Abstract

There are at least three problems in the measurement of skill - aggregation, dynamism, and codification. Skill is an individual and collective capacity, expressed in performance and reflected in outcomes. Aggregate measures relying on proxies such as occupational entry qualifications may not provide the best picture of segmentation and mobility processes. Statistics on training effort have the potential to create a misleading picture of an industry's or firm's commitment to skill-based innovation by failing to distinguish ad-hoc, just-in-time measures to maintain the current capability of a firm's workforce from interventions designed to develop a creative, adaptive capability. To be measured, skills must first be named.

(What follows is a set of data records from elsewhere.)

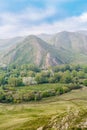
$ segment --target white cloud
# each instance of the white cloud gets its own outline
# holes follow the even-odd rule
[[[51,17],[51,15],[55,15],[55,12],[56,10],[52,7],[45,10],[31,7],[19,14],[0,14],[0,38],[40,33],[57,33],[64,30],[87,30],[87,12],[80,16],[47,23],[45,19]],[[40,23],[36,25],[33,22]]]

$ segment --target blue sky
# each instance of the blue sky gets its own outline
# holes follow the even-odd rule
[[[0,38],[87,29],[87,0],[0,0]]]

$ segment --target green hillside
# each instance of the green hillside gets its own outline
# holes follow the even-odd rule
[[[0,130],[87,130],[87,88],[36,103],[0,104]]]
[[[35,64],[48,67],[65,63],[87,63],[87,35],[80,32],[64,31],[54,35],[41,34],[38,37],[30,35],[1,40],[0,45],[2,65]]]

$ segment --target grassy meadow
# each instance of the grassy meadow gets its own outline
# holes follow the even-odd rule
[[[0,130],[37,130],[39,127],[49,124],[50,120],[56,115],[62,117],[68,111],[83,111],[86,109],[86,87],[72,90],[61,96],[48,97],[37,102],[21,104],[1,103]],[[87,111],[85,111],[85,116],[81,116],[82,119],[87,120],[86,112]],[[79,118],[80,120],[81,117]],[[48,130],[53,129],[48,128]]]

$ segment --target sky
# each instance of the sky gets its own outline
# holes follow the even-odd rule
[[[0,39],[87,30],[87,0],[0,0]]]

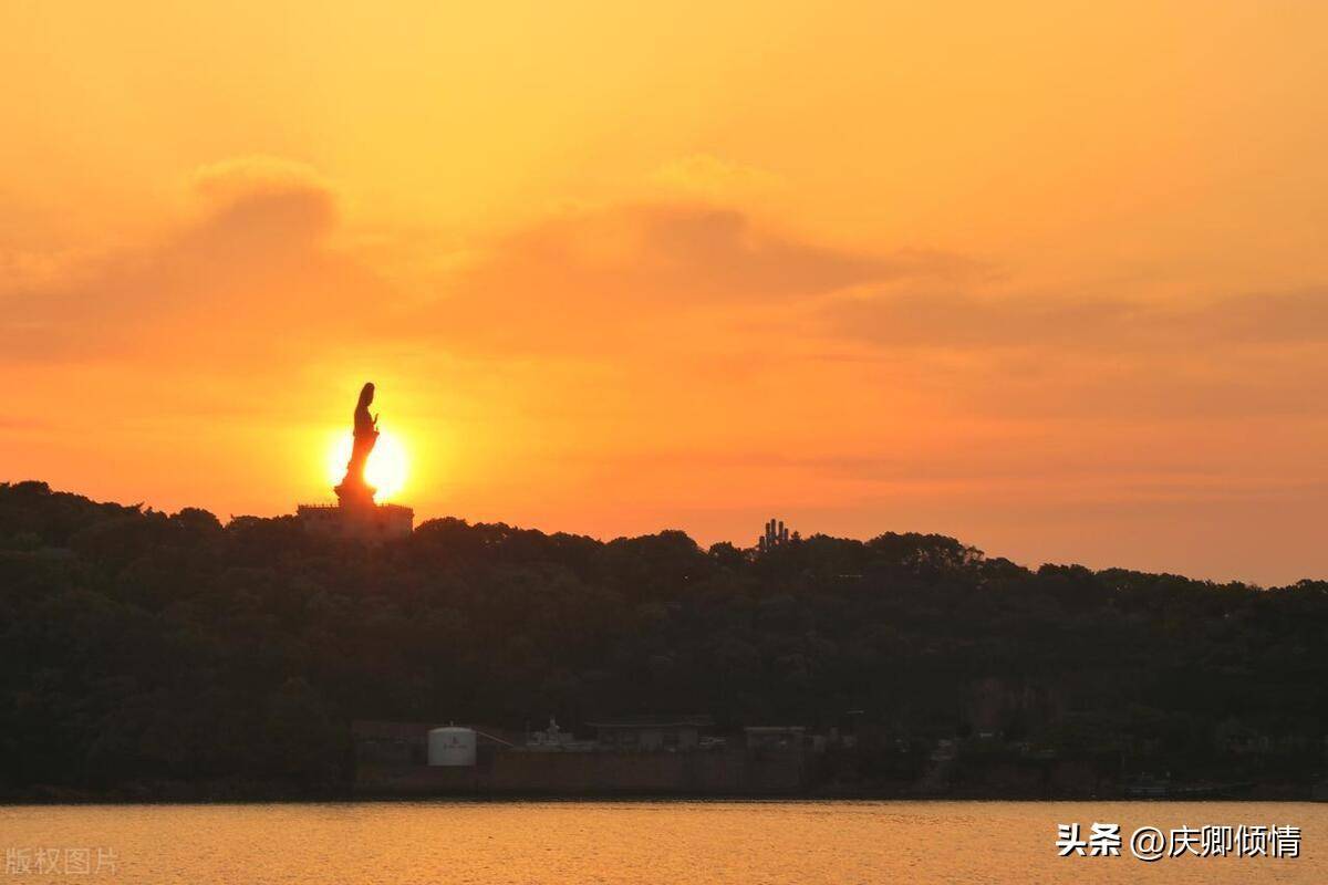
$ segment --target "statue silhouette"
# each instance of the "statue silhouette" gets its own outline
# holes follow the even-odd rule
[[[373,382],[360,390],[360,402],[355,406],[355,444],[351,447],[351,460],[345,464],[345,479],[333,491],[341,507],[373,507],[376,490],[364,482],[364,464],[369,460],[373,444],[378,442],[378,417],[369,414],[373,403]]]

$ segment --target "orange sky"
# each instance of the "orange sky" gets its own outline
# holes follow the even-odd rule
[[[288,512],[373,379],[421,517],[1328,576],[1324,33],[3,4],[0,480]]]

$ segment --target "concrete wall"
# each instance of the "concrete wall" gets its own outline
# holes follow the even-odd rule
[[[697,752],[481,754],[470,768],[361,763],[368,795],[793,795],[807,784],[801,751],[760,758],[741,750]]]

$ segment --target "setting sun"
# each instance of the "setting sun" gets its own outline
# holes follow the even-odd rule
[[[351,433],[337,434],[328,447],[327,475],[332,484],[341,482],[345,463],[351,458],[353,437]],[[386,430],[378,431],[378,441],[369,454],[364,467],[364,479],[377,490],[377,500],[394,498],[406,483],[409,458],[401,439]]]

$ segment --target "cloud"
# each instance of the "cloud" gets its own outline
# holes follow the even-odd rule
[[[1328,341],[1328,292],[1208,300],[850,293],[818,304],[821,328],[878,348],[1177,350]]]
[[[157,243],[82,257],[0,289],[8,360],[238,358],[356,328],[382,284],[328,245],[336,195],[313,170],[266,157],[206,166],[194,216]]]
[[[633,203],[566,212],[491,243],[409,325],[461,348],[566,349],[697,309],[760,309],[976,267],[942,252],[822,245],[730,207]]]

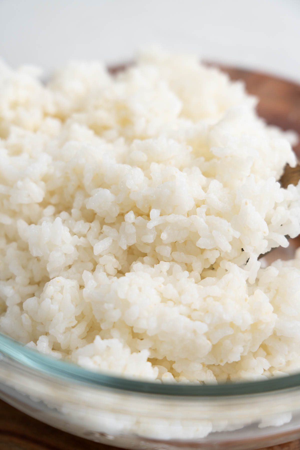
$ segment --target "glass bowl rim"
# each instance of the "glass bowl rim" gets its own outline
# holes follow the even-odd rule
[[[85,369],[67,361],[31,349],[0,333],[1,353],[34,372],[94,388],[107,388],[134,393],[193,397],[245,396],[300,388],[300,373],[267,380],[219,384],[162,383],[109,375]]]

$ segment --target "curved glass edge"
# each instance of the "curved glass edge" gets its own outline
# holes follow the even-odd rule
[[[40,353],[0,333],[0,352],[40,373],[91,387],[106,387],[144,394],[193,397],[223,396],[259,394],[300,387],[300,374],[261,381],[217,385],[162,384],[116,377],[83,369],[72,363]]]

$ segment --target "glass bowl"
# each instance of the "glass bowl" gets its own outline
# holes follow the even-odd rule
[[[267,121],[300,132],[300,87],[225,70],[259,95]],[[264,263],[292,257],[300,239],[290,242]],[[214,385],[148,382],[90,371],[0,334],[0,397],[65,431],[135,450],[252,450],[300,437],[300,374]]]

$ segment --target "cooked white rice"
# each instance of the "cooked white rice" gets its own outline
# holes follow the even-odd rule
[[[93,370],[163,381],[300,369],[288,136],[196,57],[145,52],[46,86],[0,68],[0,331]]]

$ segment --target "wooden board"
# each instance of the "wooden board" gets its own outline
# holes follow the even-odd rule
[[[300,86],[274,76],[223,67],[233,80],[243,80],[260,99],[258,112],[269,123],[300,135]],[[295,148],[300,158],[300,143]],[[269,447],[300,450],[300,440]],[[56,430],[0,401],[0,450],[116,450]]]

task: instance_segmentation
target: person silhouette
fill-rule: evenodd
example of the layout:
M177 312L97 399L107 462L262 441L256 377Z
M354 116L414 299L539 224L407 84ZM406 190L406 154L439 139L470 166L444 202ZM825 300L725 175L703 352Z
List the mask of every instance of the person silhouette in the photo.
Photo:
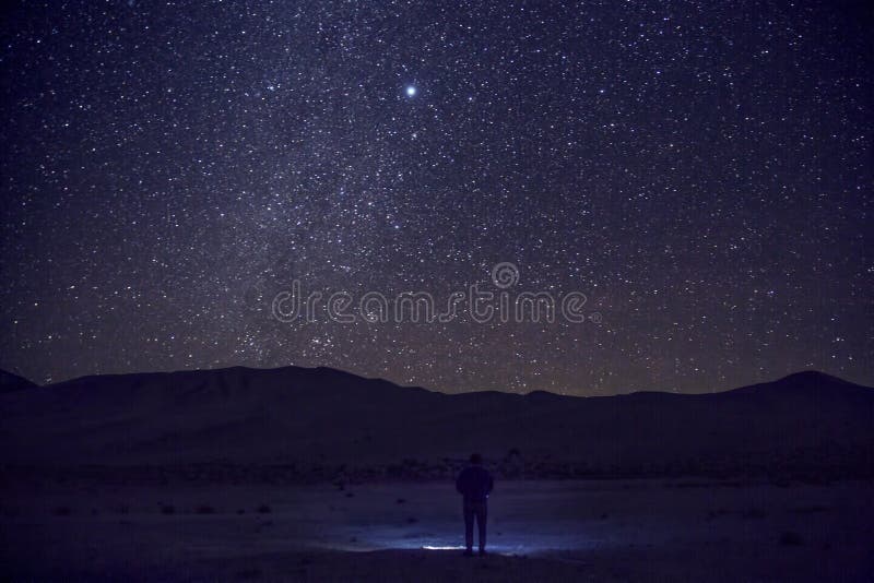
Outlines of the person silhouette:
M488 495L495 487L492 474L483 467L483 456L471 455L470 464L461 471L456 479L456 490L464 499L464 556L473 555L473 521L480 531L480 555L485 555L485 522L488 514Z

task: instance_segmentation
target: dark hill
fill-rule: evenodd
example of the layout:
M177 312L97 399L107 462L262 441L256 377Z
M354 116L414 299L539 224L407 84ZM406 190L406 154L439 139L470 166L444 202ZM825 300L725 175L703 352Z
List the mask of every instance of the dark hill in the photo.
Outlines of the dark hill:
M714 394L582 398L235 367L9 392L0 417L9 464L437 467L515 449L538 475L874 474L874 390L818 372Z

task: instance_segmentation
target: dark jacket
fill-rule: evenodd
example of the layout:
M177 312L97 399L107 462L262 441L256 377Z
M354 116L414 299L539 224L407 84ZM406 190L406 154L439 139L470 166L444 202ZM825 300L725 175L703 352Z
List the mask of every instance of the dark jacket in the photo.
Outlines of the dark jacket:
M456 489L464 502L485 502L494 487L492 474L481 465L469 465L456 479Z

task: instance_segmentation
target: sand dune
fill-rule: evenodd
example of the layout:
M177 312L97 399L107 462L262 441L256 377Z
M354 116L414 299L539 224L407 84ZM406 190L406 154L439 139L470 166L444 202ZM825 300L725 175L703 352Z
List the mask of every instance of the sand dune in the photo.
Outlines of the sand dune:
M716 394L581 398L447 395L333 369L235 367L10 391L0 416L8 465L441 475L477 450L499 472L529 477L874 472L874 390L818 372Z

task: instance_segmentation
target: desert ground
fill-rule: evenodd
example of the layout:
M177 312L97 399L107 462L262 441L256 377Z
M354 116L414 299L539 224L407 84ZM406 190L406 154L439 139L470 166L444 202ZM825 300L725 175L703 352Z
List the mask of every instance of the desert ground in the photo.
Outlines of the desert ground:
M127 481L127 483L126 483ZM3 579L870 581L874 484L504 480L489 556L452 484L4 478Z

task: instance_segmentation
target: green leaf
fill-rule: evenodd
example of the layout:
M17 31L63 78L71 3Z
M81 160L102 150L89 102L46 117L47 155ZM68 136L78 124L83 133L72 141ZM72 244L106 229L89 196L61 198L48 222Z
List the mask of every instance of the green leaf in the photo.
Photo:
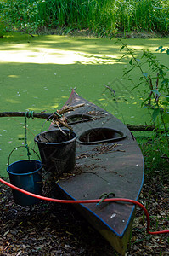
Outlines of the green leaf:
M120 51L121 51L124 48L125 48L125 45L122 45L122 47L121 48Z
M147 78L148 73L143 73L143 75Z
M153 121L155 122L157 116L159 115L160 113L160 109L159 108L156 108L153 111L153 114L152 114L152 118L153 118Z
M161 95L161 93L156 90L151 90L151 91L157 94L157 95Z
M129 61L129 64L130 64L130 65L132 65L132 59L130 60L130 61Z
M165 113L163 115L163 120L164 120L165 124L168 124L169 123L169 114L168 113Z
M161 53L162 53L163 51L166 50L166 48L163 48L161 50Z
M163 46L159 46L159 48L156 49L156 51L158 51L159 49L162 49Z

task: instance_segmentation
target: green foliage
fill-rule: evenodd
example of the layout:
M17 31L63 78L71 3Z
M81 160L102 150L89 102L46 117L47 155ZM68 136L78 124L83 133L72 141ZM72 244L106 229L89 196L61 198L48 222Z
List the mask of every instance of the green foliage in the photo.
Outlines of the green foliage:
M168 0L1 0L9 28L87 29L100 35L131 31L168 32ZM70 29L68 31L70 31Z
M35 32L43 22L38 20L39 5L42 3L42 0L1 1L2 19L9 30L20 28L26 32Z
M128 67L125 69L127 77L133 84L133 90L138 89L142 96L142 107L147 108L151 121L155 125L155 136L158 137L161 154L169 154L169 67L161 62L156 55L148 49L131 49L122 43L122 56L130 59ZM157 51L168 55L168 49L160 46ZM166 52L166 53L165 53ZM138 58L138 54L141 57ZM166 55L168 57L168 55ZM132 72L139 71L137 81L132 79ZM142 86L140 86L142 85ZM143 90L140 89L144 88ZM166 142L167 147L161 147Z

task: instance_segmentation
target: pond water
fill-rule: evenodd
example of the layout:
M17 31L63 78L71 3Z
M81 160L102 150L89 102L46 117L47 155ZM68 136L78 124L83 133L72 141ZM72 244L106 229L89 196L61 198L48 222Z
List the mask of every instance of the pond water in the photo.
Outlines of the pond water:
M122 78L129 59L118 61L123 52L117 40L69 36L35 36L20 33L0 38L0 109L3 111L46 111L53 113L68 99L71 89L82 97L113 113L124 123L149 123L146 109L141 108L140 93L132 90ZM133 48L155 52L168 45L168 38L123 39ZM167 64L166 55L155 53ZM138 73L135 72L135 79ZM109 89L115 92L113 100ZM28 120L27 139L34 148L34 137L43 119ZM45 124L43 131L48 124ZM0 119L0 175L6 177L10 152L25 144L25 118ZM32 151L32 154L33 151ZM26 158L25 148L16 148L9 162ZM34 155L32 156L34 158ZM36 156L35 156L36 158Z

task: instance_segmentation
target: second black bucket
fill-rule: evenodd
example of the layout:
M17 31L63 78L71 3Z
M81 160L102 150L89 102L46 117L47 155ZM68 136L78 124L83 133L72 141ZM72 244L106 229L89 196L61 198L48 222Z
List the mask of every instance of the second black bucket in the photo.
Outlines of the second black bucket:
M51 130L35 137L42 162L47 172L54 177L73 170L76 162L76 140L77 135L69 130Z

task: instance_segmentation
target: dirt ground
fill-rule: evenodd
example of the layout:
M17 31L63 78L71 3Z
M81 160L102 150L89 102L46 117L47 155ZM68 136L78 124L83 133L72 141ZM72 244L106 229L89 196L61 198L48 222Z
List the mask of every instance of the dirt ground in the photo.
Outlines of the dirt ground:
M150 230L169 227L168 184L159 176L144 185L139 201L149 210ZM62 196L54 189L43 195ZM30 207L14 202L11 189L0 184L0 255L119 255L70 205L40 201ZM126 255L169 255L169 236L148 236L146 218L137 209Z

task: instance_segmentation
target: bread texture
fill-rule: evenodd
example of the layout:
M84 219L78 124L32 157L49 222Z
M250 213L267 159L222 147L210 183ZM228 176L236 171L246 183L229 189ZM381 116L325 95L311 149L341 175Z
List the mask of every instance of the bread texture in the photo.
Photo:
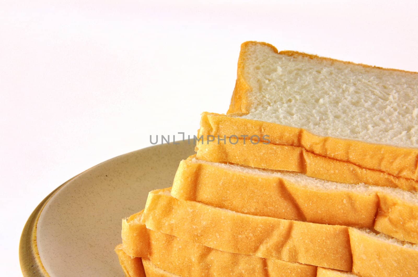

Workplace-level skill development requires frameworks for identifying growth opportunities. In exploring these three problems in the Australian and New Zealand context, the paper proposes a dynamic framework for classifying approaches to skilling (not confined to formal trading) on the basis of their contributions to adaptive capability, proposing three types of skill: threshold, platform and growth. The codification problem is particularly severe in 'new economy' service industries, and the paper critiques the attempt to capture under-specified service skills in concepts such as 'soft skills' or 'employability skills.' It suggests an alternative framework for classifying the adaptive and generative processes of workplace learning and their outcomes - an analysis that may have relevance beyond the service sector.